From trace to emptiness, a practice of subtraction
Jipeng Ke returns to ODRADEK for a new exhibition using the Chinese complementarity of action and non-action.
Since 2010, Jipeng Ke tirelessly traces horizontal lines which, by a continuous and discontinuous application of brush strokes, combine and associate time and space. He accumulates these lines by overlapping them and allowing them to correspond, transparent to each other. Thus emerges a ritual or a life-process that blends layers of diluted white and black colors.
Everything happens as if the hand at work no longer needed to draw legible and identifiable signs. It just mingles the white and the black as it puts in dialogue the full and the empty. The codified burden of our language thus disappears to the benefit of a meditative act to which we are invited to participate in a contemplative way.

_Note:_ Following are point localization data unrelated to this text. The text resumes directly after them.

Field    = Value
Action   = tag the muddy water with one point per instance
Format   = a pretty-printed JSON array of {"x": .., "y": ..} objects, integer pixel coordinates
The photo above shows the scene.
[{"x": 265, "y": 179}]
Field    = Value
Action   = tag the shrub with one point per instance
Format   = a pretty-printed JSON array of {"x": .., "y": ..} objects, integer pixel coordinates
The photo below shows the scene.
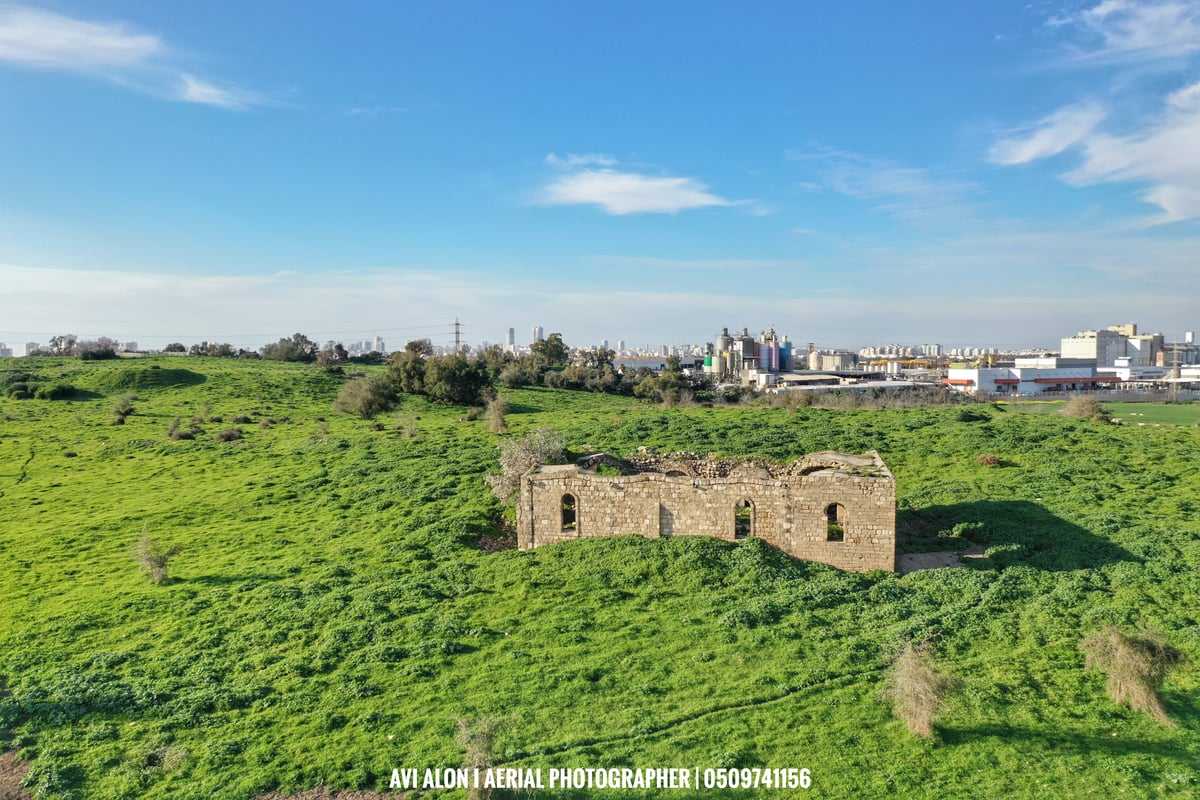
[
  {"x": 154, "y": 557},
  {"x": 365, "y": 397},
  {"x": 1135, "y": 667},
  {"x": 478, "y": 741},
  {"x": 229, "y": 434},
  {"x": 497, "y": 408},
  {"x": 54, "y": 391},
  {"x": 917, "y": 690},
  {"x": 519, "y": 456},
  {"x": 123, "y": 408},
  {"x": 1086, "y": 408}
]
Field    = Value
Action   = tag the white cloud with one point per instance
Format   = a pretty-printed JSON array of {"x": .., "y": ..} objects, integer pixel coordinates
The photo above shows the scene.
[
  {"x": 906, "y": 192},
  {"x": 1132, "y": 30},
  {"x": 1163, "y": 152},
  {"x": 700, "y": 263},
  {"x": 621, "y": 193},
  {"x": 40, "y": 38},
  {"x": 36, "y": 38},
  {"x": 573, "y": 161},
  {"x": 375, "y": 110},
  {"x": 1053, "y": 134}
]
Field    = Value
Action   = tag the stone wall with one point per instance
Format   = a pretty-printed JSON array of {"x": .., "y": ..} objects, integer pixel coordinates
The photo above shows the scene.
[{"x": 789, "y": 506}]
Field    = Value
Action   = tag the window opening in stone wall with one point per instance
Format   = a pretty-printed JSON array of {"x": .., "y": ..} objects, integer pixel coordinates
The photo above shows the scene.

The act of painting is simple, extremely simple, but in doing so, it takes part in the millennial Chinese culture in order to reveal its emptiness. The painted line, associated with the gesture of the wrist takes off from the blank canvas and has no limit. The lines repeat that the act of painting is associated with time and space in order to contribute to their aesthetic embodiment. This endless same humble and open gesture to the infinite is speaking to us. It associates us with a meditative understanding of time in becoming. Time that we can now interpret according to the paths of our own gaze that “empties” and returns to the white page.
As a result, Jipeng Ke appears as a Buddhist painter looking for the most abstract expression of the brush stroke. With the actions of his hands, he adds up temporal moments while subtracting by non-action all elements that limit his gesture. For the accomplished artist, the performing act of painting develops in two different and nevertheless associated ways of action and non-action, which are also addition and subtraction.
He now leads us to a different understanding of accumulation, a vain embodiment of time.
Since Jipeng Ke uses diluted paint, the white mingles with the black or combines with it, just as the addition becomes subtraction. It is no longer a matter of understanding the artist’s work in a reasonable way, but rather as a ritual celebrating an inalienable part of infinity.